そして,除夜の鐘とともに終わるものがもう一つ。
……そう,「著作権の保護期間」です。
著作権法には,著作権がいつまで続くのか,ということを定めた規定があり,著作物の種類によって何パターンかの規定が設けられているのですが,いずれも,以下のような規定になっています。
基準日が属する年の「翌年」から起算して,「X年を経過するまでの間」(著作権が)存続する。
そして,基準日が属する年の翌年の年末に1年経過,さらにその翌年の年末に2年経過…と続いていくことになり,X年が経過した年の年末に,著作権の保護期間が満了する,ということになるのです。
通常の著作物の場合,「著作者の死後50年を経過するまでの間」著作権が存続する,とされていますから,今年の大晦日には,「1958年中に著作者が死去した著作物」の著作権が存続期間満了により消滅することになります。

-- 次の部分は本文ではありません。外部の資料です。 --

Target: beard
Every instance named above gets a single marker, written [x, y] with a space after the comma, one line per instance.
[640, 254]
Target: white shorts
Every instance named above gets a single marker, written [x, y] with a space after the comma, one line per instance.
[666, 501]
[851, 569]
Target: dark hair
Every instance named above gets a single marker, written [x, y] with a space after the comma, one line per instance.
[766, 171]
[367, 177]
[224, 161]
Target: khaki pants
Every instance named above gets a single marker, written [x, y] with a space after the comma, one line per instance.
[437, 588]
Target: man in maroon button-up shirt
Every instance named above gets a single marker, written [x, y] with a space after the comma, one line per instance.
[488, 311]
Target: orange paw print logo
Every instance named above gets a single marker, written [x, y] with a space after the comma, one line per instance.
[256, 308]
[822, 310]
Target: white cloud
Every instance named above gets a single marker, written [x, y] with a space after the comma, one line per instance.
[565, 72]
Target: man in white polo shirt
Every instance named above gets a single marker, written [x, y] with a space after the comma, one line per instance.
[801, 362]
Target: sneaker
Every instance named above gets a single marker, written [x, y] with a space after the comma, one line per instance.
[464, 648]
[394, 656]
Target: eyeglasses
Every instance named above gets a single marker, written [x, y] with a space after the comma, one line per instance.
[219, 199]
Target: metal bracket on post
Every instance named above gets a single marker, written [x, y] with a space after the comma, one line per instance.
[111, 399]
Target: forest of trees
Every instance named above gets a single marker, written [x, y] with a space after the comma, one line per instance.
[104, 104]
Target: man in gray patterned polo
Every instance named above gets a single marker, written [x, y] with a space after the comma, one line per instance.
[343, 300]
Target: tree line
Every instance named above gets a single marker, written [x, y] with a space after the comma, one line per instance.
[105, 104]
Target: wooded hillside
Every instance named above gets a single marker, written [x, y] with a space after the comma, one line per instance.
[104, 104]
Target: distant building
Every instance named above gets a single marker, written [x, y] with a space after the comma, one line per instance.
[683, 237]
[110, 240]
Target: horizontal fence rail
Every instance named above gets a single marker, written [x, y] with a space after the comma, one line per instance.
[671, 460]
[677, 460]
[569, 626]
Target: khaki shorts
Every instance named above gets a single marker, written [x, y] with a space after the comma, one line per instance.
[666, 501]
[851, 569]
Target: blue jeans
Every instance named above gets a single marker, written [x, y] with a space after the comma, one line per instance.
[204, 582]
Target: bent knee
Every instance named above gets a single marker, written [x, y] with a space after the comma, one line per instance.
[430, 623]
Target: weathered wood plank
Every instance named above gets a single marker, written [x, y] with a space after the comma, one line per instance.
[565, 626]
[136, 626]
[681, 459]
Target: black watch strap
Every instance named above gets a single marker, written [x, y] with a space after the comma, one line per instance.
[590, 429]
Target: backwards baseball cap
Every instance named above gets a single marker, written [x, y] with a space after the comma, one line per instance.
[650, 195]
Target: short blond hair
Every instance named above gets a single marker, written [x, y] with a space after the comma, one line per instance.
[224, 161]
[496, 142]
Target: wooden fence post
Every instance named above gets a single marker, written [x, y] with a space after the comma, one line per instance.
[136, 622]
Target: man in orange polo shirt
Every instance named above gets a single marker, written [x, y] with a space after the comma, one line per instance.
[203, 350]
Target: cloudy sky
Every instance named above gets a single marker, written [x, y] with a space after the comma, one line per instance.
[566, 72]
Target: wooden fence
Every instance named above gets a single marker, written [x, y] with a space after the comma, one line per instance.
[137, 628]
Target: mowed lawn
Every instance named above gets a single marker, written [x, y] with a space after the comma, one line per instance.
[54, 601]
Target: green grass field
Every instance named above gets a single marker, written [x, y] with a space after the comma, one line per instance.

皆様ご存知のとおり,「著作権の保護期間」に関しては,延長すべきかどうか,という観点から激しい論争が続けられています。
国際的な制度調和(米国等では著作権の保護期間が著作者の死後「70年」に延長されている)や著作権者(及びその相続人)の利益保護を掲げる保護期間延長賛成派と,著作権者以外の人々による著作物の利用・流通の機会が減少することを懸念材料として挙げる延長反対派。

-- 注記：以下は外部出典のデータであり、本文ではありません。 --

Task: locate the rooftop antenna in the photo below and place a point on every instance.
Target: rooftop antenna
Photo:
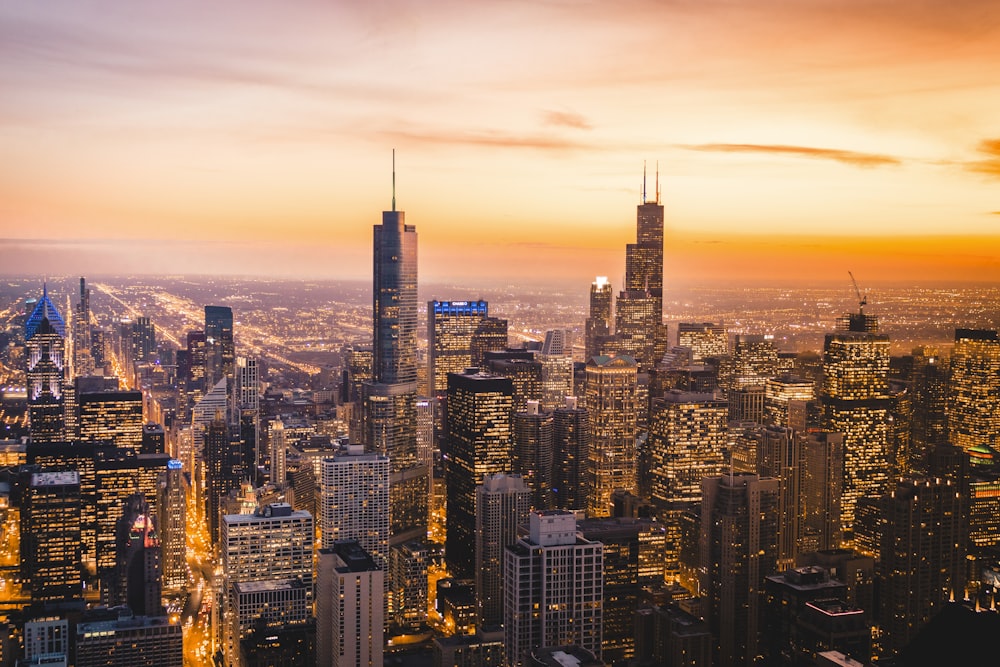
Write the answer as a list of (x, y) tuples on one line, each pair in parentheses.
[(657, 181), (643, 181)]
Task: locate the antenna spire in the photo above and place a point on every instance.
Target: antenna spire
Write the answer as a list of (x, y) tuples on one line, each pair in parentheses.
[(643, 181)]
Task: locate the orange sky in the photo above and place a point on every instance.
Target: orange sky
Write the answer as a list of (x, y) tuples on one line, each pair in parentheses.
[(796, 139)]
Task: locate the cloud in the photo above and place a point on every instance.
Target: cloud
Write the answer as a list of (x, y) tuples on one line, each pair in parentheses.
[(852, 158), (567, 119), (991, 165)]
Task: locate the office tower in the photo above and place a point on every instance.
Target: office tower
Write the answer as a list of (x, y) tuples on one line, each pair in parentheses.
[(922, 555), (113, 640), (612, 404), (112, 416), (554, 583), (822, 487), (479, 444), (739, 536), (534, 452), (408, 579), (855, 400), (154, 439), (790, 401), (143, 339), (220, 350), (349, 607), (571, 446), (490, 336), (502, 504), (805, 612), (139, 580), (639, 329), (974, 400), (450, 328), (687, 443), (173, 525), (598, 325), (226, 466), (704, 339), (354, 501), (930, 387), (50, 536), (633, 559), (45, 343), (273, 544), (779, 455)]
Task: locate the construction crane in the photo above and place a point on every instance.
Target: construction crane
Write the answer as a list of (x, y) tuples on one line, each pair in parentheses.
[(862, 298)]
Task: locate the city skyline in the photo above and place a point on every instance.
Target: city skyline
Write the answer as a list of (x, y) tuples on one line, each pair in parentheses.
[(792, 140)]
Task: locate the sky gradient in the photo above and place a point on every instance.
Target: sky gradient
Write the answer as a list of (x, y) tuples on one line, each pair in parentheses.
[(795, 139)]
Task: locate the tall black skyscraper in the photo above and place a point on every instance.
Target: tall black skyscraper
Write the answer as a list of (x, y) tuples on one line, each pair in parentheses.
[(390, 413)]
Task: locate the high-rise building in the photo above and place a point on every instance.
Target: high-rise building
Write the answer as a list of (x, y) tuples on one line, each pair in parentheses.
[(112, 416), (45, 343), (479, 444), (739, 535), (571, 446), (220, 350), (173, 525), (139, 580), (354, 501), (554, 583), (450, 328), (687, 443), (598, 325), (704, 339), (856, 403), (534, 452), (502, 504), (613, 407), (275, 543), (50, 536), (350, 588), (922, 556), (633, 559), (639, 329), (974, 400), (389, 410)]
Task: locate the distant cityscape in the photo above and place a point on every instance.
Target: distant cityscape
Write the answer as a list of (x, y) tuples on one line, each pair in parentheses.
[(248, 472)]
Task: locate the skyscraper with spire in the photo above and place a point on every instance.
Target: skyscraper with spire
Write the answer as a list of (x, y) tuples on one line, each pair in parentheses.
[(639, 326), (45, 340), (390, 417)]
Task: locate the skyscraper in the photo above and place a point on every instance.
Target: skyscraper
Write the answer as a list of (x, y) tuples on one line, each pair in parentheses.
[(389, 410), (502, 504), (45, 340), (974, 401), (612, 404), (354, 501), (554, 583), (220, 356), (450, 328), (739, 533), (855, 400), (479, 444), (598, 325)]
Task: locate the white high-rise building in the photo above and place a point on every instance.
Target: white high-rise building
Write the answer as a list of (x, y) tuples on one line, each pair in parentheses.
[(554, 583), (350, 591), (354, 501)]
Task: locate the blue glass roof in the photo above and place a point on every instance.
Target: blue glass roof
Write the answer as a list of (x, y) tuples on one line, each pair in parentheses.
[(45, 309)]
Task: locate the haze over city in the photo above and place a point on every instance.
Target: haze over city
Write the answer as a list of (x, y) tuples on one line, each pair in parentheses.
[(793, 140)]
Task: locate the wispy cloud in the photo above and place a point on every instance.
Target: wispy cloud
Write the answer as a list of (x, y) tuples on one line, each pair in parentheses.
[(989, 166), (567, 119), (853, 158)]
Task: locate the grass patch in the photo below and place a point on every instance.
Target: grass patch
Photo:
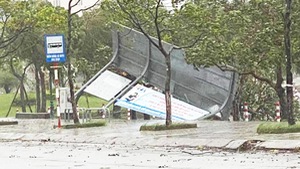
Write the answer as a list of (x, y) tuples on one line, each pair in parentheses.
[(2, 123), (84, 125), (277, 128), (6, 99), (174, 126)]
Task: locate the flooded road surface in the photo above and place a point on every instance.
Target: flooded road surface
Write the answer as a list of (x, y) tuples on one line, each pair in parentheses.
[(130, 129), (50, 155)]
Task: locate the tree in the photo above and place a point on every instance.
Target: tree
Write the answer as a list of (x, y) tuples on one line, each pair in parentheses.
[(9, 33), (94, 42), (70, 31), (245, 37), (7, 81), (289, 75)]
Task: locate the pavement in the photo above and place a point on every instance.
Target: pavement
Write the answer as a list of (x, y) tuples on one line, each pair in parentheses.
[(209, 134)]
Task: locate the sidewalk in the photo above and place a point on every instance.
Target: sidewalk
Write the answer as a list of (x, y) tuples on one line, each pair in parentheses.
[(214, 134)]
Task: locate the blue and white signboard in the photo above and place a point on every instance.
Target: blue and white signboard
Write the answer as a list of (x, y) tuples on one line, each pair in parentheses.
[(55, 48), (151, 102)]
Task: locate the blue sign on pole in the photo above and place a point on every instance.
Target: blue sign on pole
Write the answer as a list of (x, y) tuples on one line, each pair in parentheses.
[(55, 48)]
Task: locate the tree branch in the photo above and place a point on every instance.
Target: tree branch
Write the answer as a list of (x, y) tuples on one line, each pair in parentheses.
[(84, 9)]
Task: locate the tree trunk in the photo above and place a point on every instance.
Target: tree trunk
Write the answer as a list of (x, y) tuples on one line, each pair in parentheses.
[(70, 73), (37, 87), (289, 75), (167, 91), (43, 91), (22, 96), (281, 92), (7, 88)]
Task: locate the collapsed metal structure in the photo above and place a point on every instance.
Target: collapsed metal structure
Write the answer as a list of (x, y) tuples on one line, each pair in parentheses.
[(210, 89)]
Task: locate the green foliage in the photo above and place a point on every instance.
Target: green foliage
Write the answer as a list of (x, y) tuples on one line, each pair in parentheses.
[(7, 80), (94, 43), (277, 128)]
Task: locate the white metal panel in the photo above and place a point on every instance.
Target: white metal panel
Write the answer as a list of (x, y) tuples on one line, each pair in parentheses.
[(151, 102), (107, 85)]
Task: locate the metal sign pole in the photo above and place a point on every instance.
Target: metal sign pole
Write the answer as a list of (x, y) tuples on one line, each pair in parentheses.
[(55, 53)]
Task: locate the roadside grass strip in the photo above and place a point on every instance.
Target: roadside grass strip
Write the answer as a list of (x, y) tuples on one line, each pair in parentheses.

政府の審議会から公開シンポジウムのような“場外戦”まで,華やかな,だが先の見えない議論(アピール合戦?)が展開されているわけですが,その陰で,「保護期間」のルールを前に,日頃頭を悩ませている実務者やユーザーが多い,ということには,あまり注目が向けられていないようにも思えます。
そこで,今回は,「保護期間」に関するルールが,実務にどのような影響を与えているのかを「使う側」の視点から見ていきたいと思います。
- ※
- ネット上の世論などを見ると,保護期間延長に反対する声が目立ちますし,産業界でも一部の業界を除けば延長反対に親和的な雰囲気が感じられますが,この問題は著作権法の目的はどこにあるか,という点にもかかわってくるものでもあり,いずれの立場が優れているか,という判断を客観的に行うのはなかなか難しいものがあります。